Il 26 ottobre 2017[1] l’Arabia Saudita ha concesso la cittadinanza onoraria a Sophia, un robot umanoide creato dalla compagnia di Hong Kong Hanson Robotics, dotato di intelligenza artificiale e in grado di dialogare, riconoscere le emozioni umane e rispondere in tempo reale, sorridendo e cambiando la propria espressione facciale.

Ormai, dunque, l’era dei robot intelligenti non sembra più essere così lontana e degna di essere relegata a film di fantascienza di seconda categoria.

L’Arabia Saudita non ha specificato in cosa consista il diritto di cittadinanza attribuito a Sophia, ma questo evento offre la possibilità di discutere del tema della personalità giuridica e della responsabilità civile dei robot, argomento più che mai attuale. Recentemente se ne è occupato anche il Parlamento Europeo nella Risoluzione in tema di norme di diritto civile sulla robotica, approvata il 16 febbraio 2017[2].

In accordo con il Parlamento Europeo, è necessario in primis creare una definizione pacifica e unitaria di robot e di intelligenza artificiale, e in seguito focalizzarsi sulla responsabilità civile per i possibili danni causati dai robot.

Il problema nell’affrontare l’istituto risiede nella difficoltà di raccordo e comunicazione tra robotica e norme giuridiche esistenti. Difatti, il nucleo di quella che è stata definita dal Parlamento UE come una rivoluzione industriale e sociale[3] consiste nella capacità dei robot di apprendere e agire sulla base dell’esperienza maturata. Una simile abilità li rende autonomi, in grado di comportarsi in modo non prevedibile dal costruttore, divenendo potenzialmente fonte di danno e, di conseguenza, destinatari di richieste risarcitorie.

Per questo motivo, l’abilità di apprendimento dei robot li rende sempre meno ascrivibili alla categoria di meri strumenti, macchine od oggetti nelle mani altrui, nonché sempre più lontani dalla possibilità di applicarvi l’istituto della responsabilità da prodotto o della responsabilità per azioni dannose[4]. La difficoltà nell’applicare queste due tipologie di responsabilità risiede, infatti, nell’impossibilità di attribuire ad un preciso soggetto tra il fabbricante, l’operatore, il proprietario o l’utilizzatore, la responsabilità per le azioni compiute in totale autonomia dal robot stesso. Piuttosto, la capacità di apprendere dall’esperienza e prendere decisioni indipendenti avvicina i robot alla nozione di agente, rendendo labile il confine, cardine del mondo giuridico, tra cose e persone[5].

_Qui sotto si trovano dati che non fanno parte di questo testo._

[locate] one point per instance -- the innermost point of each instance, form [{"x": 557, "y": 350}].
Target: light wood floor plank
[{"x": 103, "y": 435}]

Il Parlamento UE, nel tentativo di fornire spunti alla Commissione, dà spazio a differenti approcci alla questione della complessa attribuzione della responsabilità per danno causato da un robot: dall’applicazione degli istituti della responsabilità oggettiva, alla gestione dei rischi[6], all’istituzione di un regime di assicurazione obbligatorio[7] e, infine, l’istituzione di uno status giuridico ad hoc: la personalità elettronica, che permetta di ritenere i robot più sofisticati responsabili delle proprie azioni dannose.

Sarà poi la Commissione a decidere quali possano essere, nel lungo e nel breve termine, gli strumenti più adatti.

Rivolgendo lo sguardo al panorama italiano, una riflessione, seppur in questa sede necessariamente breve, alla responsabilità extracontrattuale è d’obbligo. I profili tradizionali della responsabilità, che in ogni sua forma mira all’identificazione di un soggetto che, avendo cagionato un danno, è tenuto a risarcirlo per riparare all’ingiusta lesione di un altrui diritto o interesse[8], difatti, vacillano qualora il soggetto agente sia rappresentato da un robot.

Ci si chiede se estendere il significato del termine “colui” dell’art. 2043 c.c. alle persone elettroniche sia sufficiente a risolvere la questione, o se piuttosto le norme attuali siano inadeguate alle necessità manifestate dalle nuove tecnologie. In quest’ultimo caso, sarebbe quindi opportuno creare nuovi istituti confacenti alle nuove realtà.

Al momento, come accade di consueto nelle questioni che coinvolgono diritto e nuove tecnologie, siamo posti davanti a  molte domande, ad alcune proposte, ma nessuna reale risposta[9].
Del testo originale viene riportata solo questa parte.